You can find a near endless amount of longitudinal meta analysis and more focused studies that nearly universally find diets that are lowest in carbs (regardless of protein/fat ratio) produce the highest all-cause mortality.

https://www.acc.org/latest-in-cardiology/journal-scans/2019/...

https://www.ncbi.nlm.nih.gov/pmc/articles/PMC3555979/

https://academic.oup.com/eurheartj/article/40/34/2870/547549...

https://www.thelancet.com/journals/lanpub/article/PIIS2468-2...

And so on...

> People don't eat a low carb diet by accident, when they do they often follow the horrible advice given by the many misguided keto diet proponents: eat low carb, high fat, medium protein.

This is not remotely my anecdotal experience. The overwhelming majority of those I know that I have dabbled with low carb ran the bunless burger, chicken wings, bacon, and steak game and I would guess that their macro intake was high protein, medium fat (if that), low carb. The textbook versions are high fat, medium protein, low carb. And seemingly pretty hard to pull off without eating a lot of stuff like salads with a cup of olive oil.

burger, bacon, steak? This is your "medium" fat diet? Ok.

Regardless the studies are quite clear. It doesn't matter the fat/protein ratio, the diets with the lowest carbs produce the highest amount of death.

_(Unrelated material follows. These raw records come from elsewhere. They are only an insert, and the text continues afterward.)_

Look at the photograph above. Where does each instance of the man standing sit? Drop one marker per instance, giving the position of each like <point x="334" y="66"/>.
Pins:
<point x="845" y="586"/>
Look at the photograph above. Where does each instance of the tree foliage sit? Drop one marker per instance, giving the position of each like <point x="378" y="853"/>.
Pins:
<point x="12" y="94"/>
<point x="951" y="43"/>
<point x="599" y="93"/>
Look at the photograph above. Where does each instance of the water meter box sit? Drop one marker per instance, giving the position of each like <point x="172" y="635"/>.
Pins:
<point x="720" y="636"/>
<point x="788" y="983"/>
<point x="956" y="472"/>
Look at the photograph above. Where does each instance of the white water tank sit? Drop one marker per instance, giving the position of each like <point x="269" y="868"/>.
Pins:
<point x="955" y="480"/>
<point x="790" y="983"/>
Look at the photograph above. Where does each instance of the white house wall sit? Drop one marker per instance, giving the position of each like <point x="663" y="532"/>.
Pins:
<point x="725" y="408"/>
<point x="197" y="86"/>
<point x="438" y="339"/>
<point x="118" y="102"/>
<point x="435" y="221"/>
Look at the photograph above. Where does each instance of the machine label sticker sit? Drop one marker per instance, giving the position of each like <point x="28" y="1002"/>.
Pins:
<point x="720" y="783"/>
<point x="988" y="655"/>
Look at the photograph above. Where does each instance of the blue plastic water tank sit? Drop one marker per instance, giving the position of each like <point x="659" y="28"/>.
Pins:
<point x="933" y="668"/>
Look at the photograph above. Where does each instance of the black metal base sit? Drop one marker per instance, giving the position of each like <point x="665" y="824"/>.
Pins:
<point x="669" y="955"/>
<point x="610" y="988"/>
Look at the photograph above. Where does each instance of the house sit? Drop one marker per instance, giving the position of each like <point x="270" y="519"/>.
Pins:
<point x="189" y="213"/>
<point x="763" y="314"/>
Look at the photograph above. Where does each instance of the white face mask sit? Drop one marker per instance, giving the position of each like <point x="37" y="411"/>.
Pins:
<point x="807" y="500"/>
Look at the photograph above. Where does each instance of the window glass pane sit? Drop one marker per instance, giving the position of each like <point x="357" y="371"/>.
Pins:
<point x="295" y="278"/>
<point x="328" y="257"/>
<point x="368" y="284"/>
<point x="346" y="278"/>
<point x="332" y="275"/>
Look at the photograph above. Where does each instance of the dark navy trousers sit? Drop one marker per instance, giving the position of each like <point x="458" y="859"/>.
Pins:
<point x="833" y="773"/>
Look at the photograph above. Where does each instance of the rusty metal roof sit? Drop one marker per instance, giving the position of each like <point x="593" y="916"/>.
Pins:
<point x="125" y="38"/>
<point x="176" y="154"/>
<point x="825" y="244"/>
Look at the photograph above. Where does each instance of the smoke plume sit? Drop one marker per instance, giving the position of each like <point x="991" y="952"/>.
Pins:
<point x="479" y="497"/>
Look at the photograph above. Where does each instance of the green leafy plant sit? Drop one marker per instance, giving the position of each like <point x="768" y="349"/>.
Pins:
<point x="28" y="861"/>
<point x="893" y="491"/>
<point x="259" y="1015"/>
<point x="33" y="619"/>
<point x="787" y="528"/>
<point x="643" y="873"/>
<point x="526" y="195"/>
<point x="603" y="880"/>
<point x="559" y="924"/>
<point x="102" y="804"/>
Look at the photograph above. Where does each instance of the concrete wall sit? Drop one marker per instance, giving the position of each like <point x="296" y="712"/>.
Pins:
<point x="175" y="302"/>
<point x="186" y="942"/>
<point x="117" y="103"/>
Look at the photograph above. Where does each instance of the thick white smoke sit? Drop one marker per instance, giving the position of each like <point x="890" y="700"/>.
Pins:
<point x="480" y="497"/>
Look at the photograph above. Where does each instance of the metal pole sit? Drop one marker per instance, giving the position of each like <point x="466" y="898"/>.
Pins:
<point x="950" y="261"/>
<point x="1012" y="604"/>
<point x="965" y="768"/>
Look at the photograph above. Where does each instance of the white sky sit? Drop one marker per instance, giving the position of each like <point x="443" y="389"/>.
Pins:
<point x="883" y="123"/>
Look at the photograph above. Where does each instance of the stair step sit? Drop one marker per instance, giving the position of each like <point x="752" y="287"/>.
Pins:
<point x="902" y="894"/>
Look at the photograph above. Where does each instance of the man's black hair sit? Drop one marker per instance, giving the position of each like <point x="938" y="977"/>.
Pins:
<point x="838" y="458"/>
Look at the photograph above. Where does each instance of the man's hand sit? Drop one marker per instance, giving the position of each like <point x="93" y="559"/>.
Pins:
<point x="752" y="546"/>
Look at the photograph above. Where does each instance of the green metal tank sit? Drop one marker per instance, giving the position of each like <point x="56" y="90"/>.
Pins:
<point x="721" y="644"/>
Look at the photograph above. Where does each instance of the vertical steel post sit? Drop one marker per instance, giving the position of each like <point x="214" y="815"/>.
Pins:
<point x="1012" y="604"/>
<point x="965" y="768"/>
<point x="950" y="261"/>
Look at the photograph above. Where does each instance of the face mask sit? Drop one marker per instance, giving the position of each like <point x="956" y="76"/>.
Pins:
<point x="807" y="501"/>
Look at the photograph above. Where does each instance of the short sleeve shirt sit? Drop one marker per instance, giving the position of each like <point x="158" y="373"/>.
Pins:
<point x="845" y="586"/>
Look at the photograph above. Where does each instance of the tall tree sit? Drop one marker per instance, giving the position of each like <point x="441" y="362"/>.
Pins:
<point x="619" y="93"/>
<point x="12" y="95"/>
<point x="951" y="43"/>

This is not my diet, it is the diet I commonly observe from those going simply lo-carb or attempting "keto": hi-protein, rather than hi-fat. This directly questions the unvalidated assertion that, "People don't eat a low carb diet by accident, when they do they often follow the horrible advice given by the many misguided keto diet proponents: eat low carb, high fat, medium protein."

Hi-protein is glucogenic and thus not ketogenic, so the ratio would seem to matter. So would the resolution between an avocado and a fistful of bacon, given the safe assumption that the materials and cooking of them rate to have different impacts on human health.

This is backed by other meta-analyses such as https://www.thelancet.com/journals/lanpub/article/PIIS2468-2... :

> Both high and low percentages of carbohydrate diets were associated with increased mortality, with minimal risk observed at 50–55% carbohydrate intake. Low carbohydrate dietary patterns favouring animal-derived protein and fat sources, from sources such as lamb, beef, pork, and chicken, were associated with higher mortality, whereas those that favoured plant-derived protein and fat intake, from sources such as vegetables, nuts, peanut butter, and whole-grain breads, were associated with lower mortality, suggesting that the source of food notably modifies the association between carbohydrate intake and mortality.

Stressing that both hi carb (contra your claim) and lo carb when specifically overindexed on animal protein had higher mortality, not just lo carb.